Serçe birkaç kere daha olduğu yerde sektikten sonra beklediğim şey oldu. Birden havalanıp, pencerenin karla kaplı pervazına kondu ve bana baktı. Küçük yuvarlak gözlerinin kahverengi kuyusundan aşağı düştüğümü hissettim. Ne kadar bakıştık bilmiyorum. Belki saniyenin yarısı kadar, belki bütün bir öğleden sonra. Kendime geldiğimde, içimde güçlü bir şeyin nefes aldığını hissettim. Yalnız olmadığımı biliyordum. Allah beni seviyordu. Büyükannemin gözleri yaşararak anlattığı, altından sarayların bulunduğu, ırmaklarından bal ve süt akan cennetin ahalisinden olduğuma inanıyordum. Şimdilik bu yalnızca serçe ve benim aramda bir sırdı. Daha sonraki günlerde, aylarda ve mevsimlerde onu bekledim. Bir daha hiç gelmedi. Fakat beklemekten vazgeçmedim. O vakitler, kalbimin duru denizinin bulandığını anladığım an serçeyi beklemekten vazgeçeceğimi bilmiyordum.
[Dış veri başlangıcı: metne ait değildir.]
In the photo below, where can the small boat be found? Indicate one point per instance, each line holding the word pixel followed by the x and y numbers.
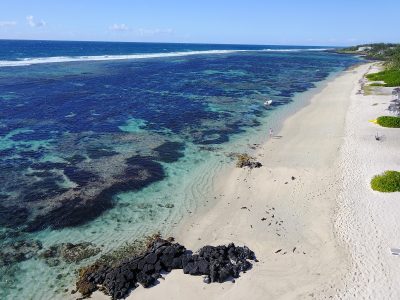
pixel 268 103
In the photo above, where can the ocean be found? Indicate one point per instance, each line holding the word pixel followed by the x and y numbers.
pixel 104 143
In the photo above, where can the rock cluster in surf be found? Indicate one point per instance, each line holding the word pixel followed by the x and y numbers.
pixel 218 264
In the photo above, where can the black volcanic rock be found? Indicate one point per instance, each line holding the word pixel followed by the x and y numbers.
pixel 218 264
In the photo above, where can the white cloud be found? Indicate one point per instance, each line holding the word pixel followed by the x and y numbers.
pixel 34 23
pixel 119 27
pixel 153 32
pixel 7 24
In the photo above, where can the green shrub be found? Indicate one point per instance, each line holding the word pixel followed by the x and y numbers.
pixel 388 182
pixel 391 77
pixel 387 121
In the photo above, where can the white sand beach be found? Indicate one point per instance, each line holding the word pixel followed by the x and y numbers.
pixel 322 234
pixel 368 221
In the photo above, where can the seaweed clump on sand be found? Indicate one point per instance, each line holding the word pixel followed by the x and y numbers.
pixel 68 252
pixel 245 160
pixel 118 278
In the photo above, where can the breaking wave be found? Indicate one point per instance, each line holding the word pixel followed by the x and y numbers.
pixel 62 59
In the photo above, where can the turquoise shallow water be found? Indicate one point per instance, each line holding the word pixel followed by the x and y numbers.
pixel 109 151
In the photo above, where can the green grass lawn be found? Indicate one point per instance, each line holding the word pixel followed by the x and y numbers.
pixel 387 121
pixel 387 182
pixel 391 78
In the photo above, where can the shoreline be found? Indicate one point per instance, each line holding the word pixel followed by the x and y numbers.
pixel 299 213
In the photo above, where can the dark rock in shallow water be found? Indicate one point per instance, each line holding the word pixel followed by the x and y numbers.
pixel 96 153
pixel 13 216
pixel 139 173
pixel 79 176
pixel 170 151
pixel 14 252
pixel 219 264
pixel 71 253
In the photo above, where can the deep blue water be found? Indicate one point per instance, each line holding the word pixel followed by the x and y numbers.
pixel 17 50
pixel 73 135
Bütün bunları düşünürken dua etmeyi unuttum.
Büyükannem topallayarak kapıdan çıktı. Ebanım arkasından söyleniyordu. “Ne diye bu kadar bekledin a benim teyzem?” Büyükannem tez canlı bir kadındı. Hiçbir şey için beklemeye sabrı olmazdı. Ne için bu kadar beklemişti? Bu sorunun cevabını sonradan öğrenecektim. Dedemle birlikte hastane hastane dolaşmaları, ilaçlar, derin uykular, iniltiler ve öksürükler hayatımızın vazgeçilmezleri olmuştu. En son teşhisi koyan doktor rahim kanseri diyordu. Dedem bunu büyükanneme açıklarken çok ağladı. O gece gözlerinden dökülüp sakallarından sızan gözyaşları, kara ateşten yükselen alevlerin şavkıyla pırıl pırıl parladı.
Kanserin ne olduğunu biliyordum. Ölümdü. Önü sonu yok. Sadece ölümdü ve bunu bilmek bile çok şey bilmek demekti. Ailede adı en sık geçen ölüm sebebiydi kanser. Ben hiçbir şey olmamış ya da duymamışım gibi odunluğa gidip iki küçük kestane kökü aldım ve ocak başındaki kara ateşe attım. Yükselen alevler bu kez büyükannemin yanaklarını parlattı. Gözleri iyice hassaslaştığı için akşamları lamba açamıyorduk. O yüzden karanlık çökünce herkes rahat ediyor, kuytu köşelerde rahat rahat ağlayabiliyordu.
Büyükannemin hastalığı ilerleyince tarlaların büyük bir kısmı meyve bahçesine çevrildi. Artık içinde koşarken kendimi uçurtma gibi hissettiğim o geniş arpa bahçeleri, püsküllü ham koçanlar toplayıp evcilik oynadığım mısır ormanları, geceleri bile kızıl bir ışık saçan domates bahçeleri olmayacaktı. Annemi ablamı ya da abimi özlediğim zamanlar saklandığım ve çatlayana kadar salatalık yediğim bostanlar yerlerini meyve bahçelerine bıraktı. Artık herkes gibi benim de acılarım korunaksız ve saydamdı.
Dolmuş durağa yaklaşınca önümüzde oturan kadınlar fasulye çuvallarını sırtlayıp arabaya doğru yürüdüler. Büyükannem elimi sımsıkı tutuyordu. Neden sonra terli ellerinin titrediğini fark ettim. Arkasına yaslanmış, diğer eliyle göğsünü sıvazlıyordu. Yüzünde gizlemeye çalıştığı acı, güçlükle zapt edilmiş bir öfkenin artçıları gibi çehresinin her noktasına yayılmıştı. Gözlerini yumuyor, dişlerini sıkıyor, biraz sonra derin bir nefes alıp belirsiz bir noktaya bakıyordu. Otobüs yazıhanesinden bir adam onun bu halini fark etmiş olacak ki, elinde sürahiyle çıkageldi. Adam büyükannemin yüzüne su serperken ileride dolmuşa binmek için bekleyen kadınlar bizden yana nefret dolu son bir bakış attı. İçlerinden biri “Cumadan açan hava ya salıya kadardır, ya selaya kadar. Dua edelim de sela gelsin” dedi.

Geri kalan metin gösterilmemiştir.